The target of this unconstitutional infringement was the Christian Legal Society at Hastings School of Law. The school said that the society couldn’t require members to actually be Christians or hold Christian beliefs. This appelate court ruling has been used by schools across the country to crack down on religious student groups – including a Christian religious group at San Diego State and here at Cal Poly to bar Christian greek organizations Alpha Gamma Omega and Alpha Delta Chi from the Inter-Fraternity Council.
There’s a solution to this outrage – and it’s a solution that the liberal majority dismissed as unlikely to occur during the oral argument. Christians must infiltrate left-leaning organizations and co-opt them as a form of civil disobedience. The campus Sierra Club must come out for offshore oil drilling. The campus Gay and Lesbian Alliance Against Defamation must come out and condemn homosexual behavior, student Amnesty International groups must praise Guantanamo bay.
This shouldn’t have to happen. The Court should’ve upheld the Constitution. It didn’t and must be forced to see the error of its ways.
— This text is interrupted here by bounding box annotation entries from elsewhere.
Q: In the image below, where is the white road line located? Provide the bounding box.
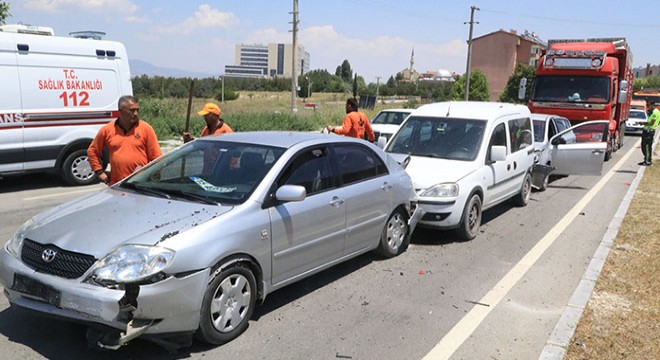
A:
[422,146,638,360]
[23,186,103,201]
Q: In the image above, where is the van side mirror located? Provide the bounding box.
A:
[376,136,387,149]
[488,145,506,162]
[518,78,527,100]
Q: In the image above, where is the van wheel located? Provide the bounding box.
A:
[195,264,257,345]
[376,208,410,258]
[513,172,532,206]
[456,194,481,240]
[62,149,96,186]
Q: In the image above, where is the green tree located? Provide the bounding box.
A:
[499,64,534,104]
[0,1,11,25]
[451,69,490,101]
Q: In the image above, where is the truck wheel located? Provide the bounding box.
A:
[61,149,97,186]
[456,193,482,240]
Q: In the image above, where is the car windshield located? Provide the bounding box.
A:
[386,116,486,161]
[630,111,646,120]
[532,75,610,104]
[120,139,286,204]
[534,120,545,142]
[371,110,410,125]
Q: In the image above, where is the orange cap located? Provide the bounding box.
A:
[197,103,222,116]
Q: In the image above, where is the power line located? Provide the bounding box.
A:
[481,8,660,28]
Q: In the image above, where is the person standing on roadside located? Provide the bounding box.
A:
[87,95,161,185]
[183,103,234,142]
[326,98,376,142]
[638,100,660,166]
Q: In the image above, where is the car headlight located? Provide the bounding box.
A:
[420,183,458,197]
[5,219,34,257]
[91,245,175,284]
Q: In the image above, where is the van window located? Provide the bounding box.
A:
[509,118,534,153]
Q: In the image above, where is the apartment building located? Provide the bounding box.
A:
[225,44,310,78]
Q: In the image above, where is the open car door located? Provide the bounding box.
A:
[550,120,610,175]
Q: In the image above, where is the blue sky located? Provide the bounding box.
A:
[5,0,660,82]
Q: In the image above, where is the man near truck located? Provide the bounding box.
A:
[87,95,161,185]
[638,100,660,166]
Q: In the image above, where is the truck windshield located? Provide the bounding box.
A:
[532,75,610,104]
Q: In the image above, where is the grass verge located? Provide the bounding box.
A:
[564,151,660,360]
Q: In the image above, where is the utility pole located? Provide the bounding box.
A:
[463,6,479,101]
[291,0,298,113]
[376,76,380,103]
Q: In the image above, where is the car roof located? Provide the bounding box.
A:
[199,131,367,148]
[410,101,530,120]
[379,109,414,113]
[531,113,568,120]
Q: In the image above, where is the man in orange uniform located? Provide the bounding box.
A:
[183,103,234,142]
[327,98,376,142]
[87,95,161,185]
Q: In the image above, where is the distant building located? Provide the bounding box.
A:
[225,44,310,78]
[470,29,547,101]
[633,63,660,79]
[419,69,458,81]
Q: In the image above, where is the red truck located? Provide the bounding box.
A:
[528,38,633,160]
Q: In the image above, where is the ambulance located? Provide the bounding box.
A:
[0,25,133,185]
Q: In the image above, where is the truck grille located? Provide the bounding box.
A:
[21,239,96,279]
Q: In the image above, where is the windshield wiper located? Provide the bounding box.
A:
[166,189,218,205]
[121,182,172,199]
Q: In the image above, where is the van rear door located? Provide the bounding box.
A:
[0,34,25,173]
[550,120,609,175]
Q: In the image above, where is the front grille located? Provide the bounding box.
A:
[21,239,96,279]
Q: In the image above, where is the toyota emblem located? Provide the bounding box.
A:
[41,249,57,263]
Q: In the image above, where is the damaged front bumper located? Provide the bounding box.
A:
[0,248,209,348]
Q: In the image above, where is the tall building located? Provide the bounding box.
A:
[470,29,547,101]
[225,44,310,78]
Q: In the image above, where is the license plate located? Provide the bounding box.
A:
[11,274,62,307]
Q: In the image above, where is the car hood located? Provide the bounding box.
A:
[371,124,399,134]
[394,156,477,191]
[25,189,232,258]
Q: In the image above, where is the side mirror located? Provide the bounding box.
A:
[275,185,307,202]
[489,145,506,162]
[376,135,387,149]
[518,78,527,100]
The court is fine with their side silencing Christians and treating them as second class citizens. It won’t be so fine with it when it’s their friends who are affected.
UPDATE
Here’s a couple of posts on this case over on National Review’s “Bench Memos” blog by Richard Garnett and David French. The Alliance Defense Fund’s news release can be seen here.
Also, the summary from Justice Alito’s dissent in the case:
I do not think it is an exaggeration to say that today’s decision is a serious setback for freedom of expression in this country. Our First Amendment reflects a “profound national commitment to the principle that debate on public issues should be uninhibited, robust, and wide-open.” New York Times Co. v. Sullivan, 376 U. S. 254, 270 (1964). Even if the United States is the only Nation that shares this commitment to the same extent, I would not change our law to conform to the international norm. I fear that the Court’s decision marks a turn in that direction. Even those who find CLS’s views objectionable should be concerned about the way the group has been treated—by Hastings, the Court of Appeals, and now this Court. I can only hope that this decision will turn out to be an aberration.
I hope so too, but with the types of judges Obama’s appointing, I wouldn’t hold my breath.